Une équipe de chercheurs (1) a démontré que la façon dont l’infidélité était découverte ou dévoilée avait un impact sur le taux de divorce consécutif. Ce taux est de 43,5 % si le trompeur l’annonce lui-même, de 68 % si le dévoilement est fait par une tierce personne, de 83 % si le trompeur est pris en flagrant délit et de 86 % si le trompé l’apprend en questionnant l’infidèle. Les autres vivent difficilement la période qui suit. Ceux qui vont en thérapie s’en sortent mieux parce qu’ils comprennent pourquoi l’infidélité s’est infiltrée dans leur relation, bien que l’infidélité ne puisse jamais être thérapeutique en elle-même. Mais, tout comme les cardiaques, s’ils apportent des changements majeurs dans leur dynamique, ils peuvent même tirer des leçons importantes de l’infidélité. Pour moi, l’infidélité constitue un infarctus conjugal. La crise peut ne pas être fatale, mais le couple en reste marqué pour toujours.

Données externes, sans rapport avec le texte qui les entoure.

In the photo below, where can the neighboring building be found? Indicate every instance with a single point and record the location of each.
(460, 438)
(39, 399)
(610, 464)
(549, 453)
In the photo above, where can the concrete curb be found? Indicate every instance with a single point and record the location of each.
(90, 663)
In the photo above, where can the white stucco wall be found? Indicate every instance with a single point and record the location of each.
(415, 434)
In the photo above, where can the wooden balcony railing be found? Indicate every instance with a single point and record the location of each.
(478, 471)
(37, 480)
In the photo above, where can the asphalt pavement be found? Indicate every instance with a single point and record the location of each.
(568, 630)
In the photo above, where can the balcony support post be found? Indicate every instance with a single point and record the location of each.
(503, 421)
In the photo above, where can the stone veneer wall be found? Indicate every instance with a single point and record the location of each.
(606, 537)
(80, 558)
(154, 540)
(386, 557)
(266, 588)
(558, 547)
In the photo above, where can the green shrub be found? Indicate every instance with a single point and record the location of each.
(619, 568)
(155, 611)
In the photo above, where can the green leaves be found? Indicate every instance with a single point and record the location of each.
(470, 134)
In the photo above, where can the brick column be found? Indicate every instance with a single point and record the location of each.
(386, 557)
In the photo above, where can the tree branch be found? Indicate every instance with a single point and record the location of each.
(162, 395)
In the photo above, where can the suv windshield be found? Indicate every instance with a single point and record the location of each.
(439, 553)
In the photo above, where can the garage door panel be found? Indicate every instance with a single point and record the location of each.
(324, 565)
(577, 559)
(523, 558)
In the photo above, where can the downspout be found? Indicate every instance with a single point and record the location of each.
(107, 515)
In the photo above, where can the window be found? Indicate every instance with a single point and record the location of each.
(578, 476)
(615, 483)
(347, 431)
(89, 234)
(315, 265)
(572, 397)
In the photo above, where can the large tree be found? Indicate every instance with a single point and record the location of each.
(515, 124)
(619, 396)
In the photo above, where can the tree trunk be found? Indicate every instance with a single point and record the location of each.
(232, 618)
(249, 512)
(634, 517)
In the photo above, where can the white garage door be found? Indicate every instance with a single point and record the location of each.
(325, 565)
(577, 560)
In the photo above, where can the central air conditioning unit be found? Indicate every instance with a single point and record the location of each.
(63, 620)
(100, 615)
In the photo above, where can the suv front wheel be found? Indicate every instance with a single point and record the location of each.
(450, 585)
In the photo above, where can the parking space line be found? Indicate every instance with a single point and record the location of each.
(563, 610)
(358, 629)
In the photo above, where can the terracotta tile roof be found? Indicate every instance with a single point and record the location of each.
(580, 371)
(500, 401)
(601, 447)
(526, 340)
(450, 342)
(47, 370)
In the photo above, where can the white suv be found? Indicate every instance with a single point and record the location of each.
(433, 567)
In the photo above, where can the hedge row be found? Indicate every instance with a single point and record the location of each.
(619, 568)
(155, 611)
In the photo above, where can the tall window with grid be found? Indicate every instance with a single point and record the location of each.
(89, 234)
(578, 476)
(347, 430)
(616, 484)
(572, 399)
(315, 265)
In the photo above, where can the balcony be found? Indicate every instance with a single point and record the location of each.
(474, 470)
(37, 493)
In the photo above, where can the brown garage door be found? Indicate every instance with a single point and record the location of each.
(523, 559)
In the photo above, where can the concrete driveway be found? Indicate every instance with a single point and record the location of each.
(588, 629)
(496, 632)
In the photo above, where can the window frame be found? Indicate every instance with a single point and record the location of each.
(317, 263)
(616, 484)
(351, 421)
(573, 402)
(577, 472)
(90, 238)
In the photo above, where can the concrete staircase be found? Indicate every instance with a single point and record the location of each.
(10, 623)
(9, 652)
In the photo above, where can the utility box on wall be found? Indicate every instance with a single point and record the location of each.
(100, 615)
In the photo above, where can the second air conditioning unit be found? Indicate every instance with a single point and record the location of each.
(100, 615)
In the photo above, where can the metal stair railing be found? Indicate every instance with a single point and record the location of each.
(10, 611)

« Accidentelle » du côté des hommes, l’infidélité serait plus calculée et réfléchie chez les femmes, prenant leurs aventures extraconjugales plus au sérieux psychologiquement et affectivement que les hommes qui n’y verraient que des histoires de sexe. C’est pourquoi les hommes seraient capables de mener de front une épouse et une amante (fantasme du harem) sans trop de remords de conscience, alors que les femmes, s’impliquant davantage dans leurs relations, se sentiraient plus coupables, non seulement face à leur conjoint, mais aussi face à leurs enfants et à l’entourage. Quoique l’infidélité ne soit plus un « délit » en Occident (la France considère les époux comme juridiquement égaux depuis 1975), la société semble toutefois encore aujourd’hui plus sévère envers l’adultère féminin. Les hommes, plus que les femmes, seraient davantage éprouvés devant l’infidélité de leur partenaire et auraient plus de difficulté à pardonner une infidélité sexuelle, tandis que les femmes pardonneraient difficilement une infidélité affective. Pourtant, les gens qui divorcent pour aller vivre avec l’Autre ont très peu de probabilités de former un couple à long terme, 8 à 10 % seulement y parviennent. Cette statistique appuie l’hypothèse que la personne infidèle ne construit pas une relation, mais consomme plutôt des sensations et des émotions amoureuses sans jamais s'engager.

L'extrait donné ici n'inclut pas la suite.